De bestudeerde instellingen hebben gezien hun oorsprong (stichtingen, een gemeentelijke archiefinstelling, een erfgoedcluster en een centrum voor regionale geschiedenis) een verschillende organisatiestructuur en bekostiging. De stichtingen hebben een budget voor aankopen en wijken daarmee af van de binnen de gemeentelijke archiefwereld gehanteerde regel dat er geen archiefmateriaal wordt aangekocht. Alle onderzochte instellingen zijn, al dan niet uit kostenoverwegingen, overgegaan tot samenwerking met een of meerdere partners. Ook het Gemeentearchief Roermond, dat als enige instelling nog als een traditioneel en onafhankelijk archief kan worden aangemerkt, werkt samen met het Limburgs Museum om gebruik te kunnen maken van de speciale opslagruimten voor filmmateriaal.
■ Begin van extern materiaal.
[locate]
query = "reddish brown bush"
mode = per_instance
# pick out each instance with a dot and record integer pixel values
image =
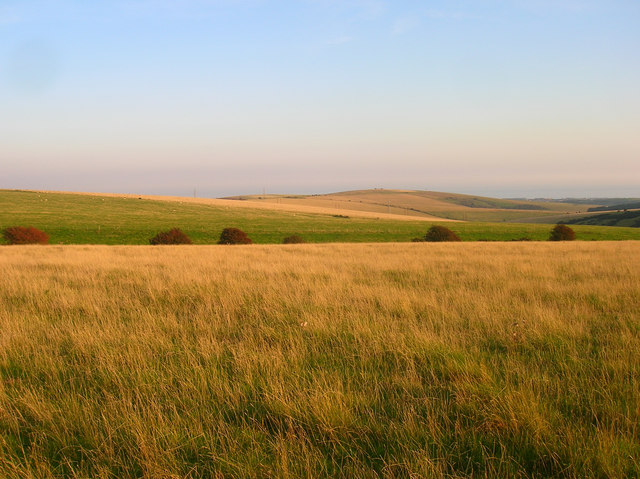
(440, 233)
(234, 236)
(173, 236)
(293, 239)
(562, 233)
(25, 235)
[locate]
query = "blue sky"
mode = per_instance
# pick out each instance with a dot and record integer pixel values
(496, 97)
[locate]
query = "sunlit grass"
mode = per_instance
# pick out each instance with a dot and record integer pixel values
(83, 219)
(396, 360)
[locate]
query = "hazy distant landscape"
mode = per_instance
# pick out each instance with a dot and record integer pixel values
(318, 239)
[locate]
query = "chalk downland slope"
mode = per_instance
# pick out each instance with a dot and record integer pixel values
(423, 204)
(127, 219)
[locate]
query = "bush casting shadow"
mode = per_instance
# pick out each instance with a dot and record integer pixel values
(439, 233)
(562, 233)
(234, 236)
(173, 236)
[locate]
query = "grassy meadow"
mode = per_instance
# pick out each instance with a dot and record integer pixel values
(309, 361)
(111, 220)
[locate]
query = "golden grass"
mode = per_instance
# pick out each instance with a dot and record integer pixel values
(367, 360)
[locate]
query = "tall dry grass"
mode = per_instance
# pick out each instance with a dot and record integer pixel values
(388, 360)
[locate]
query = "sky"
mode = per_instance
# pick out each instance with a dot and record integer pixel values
(510, 98)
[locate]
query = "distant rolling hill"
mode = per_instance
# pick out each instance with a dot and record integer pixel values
(617, 218)
(116, 219)
(418, 204)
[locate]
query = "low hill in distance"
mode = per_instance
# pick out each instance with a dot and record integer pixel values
(451, 206)
(617, 218)
(71, 218)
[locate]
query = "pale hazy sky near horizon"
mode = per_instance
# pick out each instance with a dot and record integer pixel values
(495, 97)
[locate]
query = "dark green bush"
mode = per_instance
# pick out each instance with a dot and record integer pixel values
(562, 232)
(440, 233)
(234, 236)
(173, 236)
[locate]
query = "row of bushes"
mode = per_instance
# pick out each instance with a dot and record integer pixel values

Wanneer gekeken wordt naar overeenkomsten tussen de verschillende instellingen kunnen de karakteristieken van de planmatige acquisitie in Limburg als volgt worden omschreven:

- een sterke regionale focus op behoud van kennis, geschiedenis en cultuur; de wens om leemten en hiaten in de collecties op te vullen. Kijkend naar de kaart van Limburg en de instellingen die daar planmatig particuliere archieven acquireren, valt op dat de regio noord-Limburg niet vertegenwoordigd is.

- een historische begrenzing waardoor de aandacht vooral uitgaat naar de negentiende tot en met de eenentwintigste eeuw.

- een planmatige aanpak waarbij de nodige criteria en nadere criteria worden geformuleerd voor zowel passieve als actieve acquisitie voor intern gebruik.

- een sterke focus op de verwerving van fysieke analoge en digitale objecten; alleen het Gemeentearchief Roermond rept over omgang met niet fysieke objecten.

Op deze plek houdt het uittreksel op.